Still, it’s worth pointing out that Bryant is actually having a better offensive season in 2017 than he did as a unanimous MVP in 2016. His power is down slightly, but his OBP has jumped 22 points, thanks to an increased walk rate and fewer strikeouts. Because of the Cubs’ struggles and the emergence of other top-flight players in the NL, Bryant’s season hasn’t just flown under the radar. He is baseball’s Northrup Grumman B-2 Spirit.

And following the hoopla that surrounded the Cubs last year, a little bit of down time isn’t the worst thing. The Cubs finally are starting to play like the Cubs should, and even with their weaknesses, they’re capable of giving the Nationals and the Dodgers fits in a short series. At this point, the plaudits, the acclaim, the accolades for doing what they did don’t matter anymore. They were nice, but they can go instead to someone like …

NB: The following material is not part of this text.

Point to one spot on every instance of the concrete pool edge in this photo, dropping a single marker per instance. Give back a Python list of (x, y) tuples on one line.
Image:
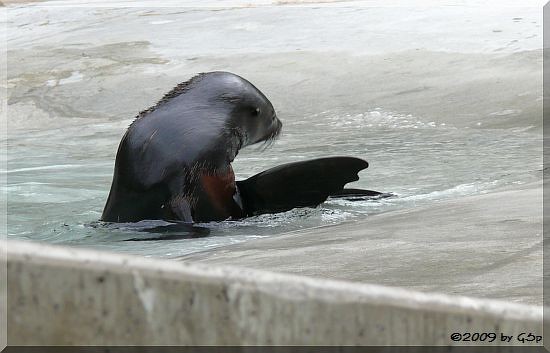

10. Giancarlo Stanton while the Marlins debate his future and Stanton, owner of a full no-trade clause, dictates his future. It is full of first-world problems. Does he win the NL MVP? Does he stay in a city he loves and that loves him with a team that won’t be good for quite a while? Does he opt out of the deal three years down the road and try to cash in again?

Earlier, there was an allusion to other players who can make $100 million in a season. Those players: free agents to be. It has to be a high-end sort of guy, one who parlays an expected $100 million-plus deal into something in the $200 million range with an incredible walk year. It can happen. If Harper or Machado stay healthy all of next season and put up career-best numbers, that’s an easy $100 million season — maybe more.

Because Stanton is locked into his contract, the money he made was not for himself but the Marlins. And they’ve got every reason to be thankful for him. His contract could have been a permanent handcuff, something that weighed them down for the next decade. Giancarlo Stanton handed the Marlins the key, and soon enough, it will be time for them to let him go free.